2022 Projection Accuracy: Hitter Playing Time

What started as a checkup on how projections turned into a fairly important find when using projections. On the projection front, aggregators, especially when done smartly, continue to crush the competition. The big illumination is ZiPS being near the top since it uses zero human input.

First off, here are last season’s results with my conclusion.

Hitter Playing Time
For playing time, three of the aggregators, Average, ZEILE, and ATC shoved in this category (Depth Charts takes a hit because it only uses one playing time input). It’s an easy win for the Wisdom of the Crowds.

To find this year’s player set to test, I used all the hitters drafted in at least 42 of the 47 NFBC Main Events. From this list, I excluded Seiya Suzuki because several systems didn’t include him. Also, I excluded Nelson Cruz, Luis Garcia, Manuel Margot, Jake Fraley, Seth Brown, Garrett Cooper, and Darin Ruf 러프. One or multiple systems didn’t have a projection for them. In all, I would have removed four projections, but decided it was better to have more projections and a few players missing. In all, this process was run on 223 hitters.

With the same dataset, I removed the hitters who missed a significant part of the season due to injury. The players left out were Adalberto Mondesi, Miguel Sano, Alex Kirilloff, Kris Bryant, Austin Meadows, Anthony Rendon, Ozzie Albies, Jazz Chisholm Jr., and David Fletcher.

To determine accuracy, I calculated the Root Mean Square Error (RMSE) for four different sets of values. RMSE is a “measure of how far from the regression line data points are” and the smaller the value, the better.

I collected the projections on April 6th from a mix of 23 different sets. Some were free while others were behind a paywall. Those behind a paywall will be labeled as Paywall with a number (e.g. Paywall #1). Additionally, some of the projections were aggregates of other projections.
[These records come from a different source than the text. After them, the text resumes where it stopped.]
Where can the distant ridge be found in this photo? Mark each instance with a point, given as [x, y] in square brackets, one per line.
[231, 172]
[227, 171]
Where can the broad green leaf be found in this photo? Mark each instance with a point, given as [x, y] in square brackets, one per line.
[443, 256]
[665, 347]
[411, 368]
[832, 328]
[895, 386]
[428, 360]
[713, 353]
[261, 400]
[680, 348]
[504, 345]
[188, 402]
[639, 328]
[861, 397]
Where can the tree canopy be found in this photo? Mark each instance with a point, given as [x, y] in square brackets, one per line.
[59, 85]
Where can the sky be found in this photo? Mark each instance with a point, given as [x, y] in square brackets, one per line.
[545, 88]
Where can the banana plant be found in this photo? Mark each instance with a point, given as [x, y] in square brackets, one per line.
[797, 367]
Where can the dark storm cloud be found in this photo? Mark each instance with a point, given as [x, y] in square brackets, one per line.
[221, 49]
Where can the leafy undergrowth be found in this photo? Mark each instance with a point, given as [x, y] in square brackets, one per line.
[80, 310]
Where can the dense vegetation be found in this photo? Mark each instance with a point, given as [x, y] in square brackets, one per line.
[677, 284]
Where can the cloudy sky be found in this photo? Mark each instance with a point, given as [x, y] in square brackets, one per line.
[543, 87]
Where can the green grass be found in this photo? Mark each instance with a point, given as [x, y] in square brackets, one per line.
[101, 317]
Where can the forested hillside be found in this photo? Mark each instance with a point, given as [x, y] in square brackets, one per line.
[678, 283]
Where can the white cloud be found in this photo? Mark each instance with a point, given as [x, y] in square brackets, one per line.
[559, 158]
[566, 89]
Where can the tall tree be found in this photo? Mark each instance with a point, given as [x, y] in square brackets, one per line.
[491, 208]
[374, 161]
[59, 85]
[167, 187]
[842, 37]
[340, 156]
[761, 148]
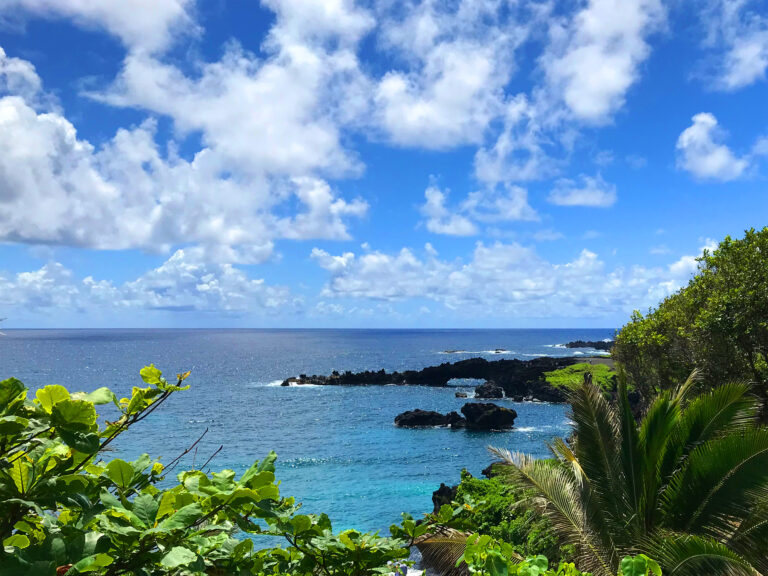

All but one of the aggregators were publicly available. The one that wasn’t is called Aggregator #1. ATC, Depth Charts, and ZEILE are the projections that aggregate their competitors.  Also, Steamer, ZiPS DC, and Depthcharts use the same playing time projections. THE BAT and THE BAT X use the playing time from ATC.

Finally, I looked into several ways to aggregate the projections to see if there was a preferred method and they were:

  • Average of all
  • Median of all
  • Preseason smart average: For this one, I had Rob Silver look at last season’s results, pick three sources to average, and they were used. He chose THE BAT X, Razzball, and Paywall #6.
  • Post-season best average: This started with an average of nine of the projections that I know get regular updates during the preseason. Next, I removed the worst remaining system using this year’s results. The value needed to get under 130.9, the top value for a standalone system.

Here are the results.

RMSE Value as Worse Systems Are Removed
Systems RMSE
9 134.0
8 133.4
7 132.9
6 131.8
5 130.7
4 129.4
3 128.8
2 131.9
1 130.9

The three systems that had the best results are publicly available, Razzball, ZiPS, and Davenport.

With all that out of the way, here are the rankings using the full 223 hitters.

RMSE Values: All Players
System RMSE
Post-Season Best 128.8
Aggregator #1 130.8
Davenport 130.9
ZiPS 132.4
BatX 133.5
Bat 133.6
ATC 134.3
Preseason Guess 135.1
Mr.Cheatsheet 135.3
Median 136.0
Razzball 136.2
CBS 137.8
ZEILE 137.8
Paywall #2 138.6
Average 139.3
Paywall #5 140.0
DraftBuddy 140.1
FreezeStats 142.6
Paywall #3 142.7
Steamer 142.8
Paywall #4 143.1
DepthCharts 143.9
Paywall #6 143.9
Paywall #1 144.8
ZiPS DC 145.1
Rotoholic 169.4
Mays Copeland 173.4

Before drawing any conclusions, here are the results without the hurt players.

RMSE Values: Hurt Players Removed
System RMSE
Post-Season Best 112.1
Davenport 113.6
Aggregator #1 115.2
THE BAT X 115.5
THE BAT 115.6
ATC 116.1
Mr. Cheatsheet 116.9
ZiPS 117.4
Median 117.5
Preseason Guess 117.6
Average 118.5
CBS 119.3
ZEILE 119.3
Razzball 119.8
Draft Buddy 120.9
Paywall #5 121.9
Paywall #3 123.1
Paywall #2 123.6
FreezeStats 124.1
Steamer 124.3
DepthCharts 124.8
Paywall #4 125.4
ZiPS DC 126.0
Paywall #1 126.3
Paywall #6 127.2
Rotoholic 150.3
Mays Copeland 157.8

Like last season, the aggregated systems (e.g. ATC, THE BATs, Median, ZEILE) are near the top. The two projections that stand-alone are Davenport and ZiPS. Last season, they didn’t perform horribly but not good enough to stand out . Here are those rankings.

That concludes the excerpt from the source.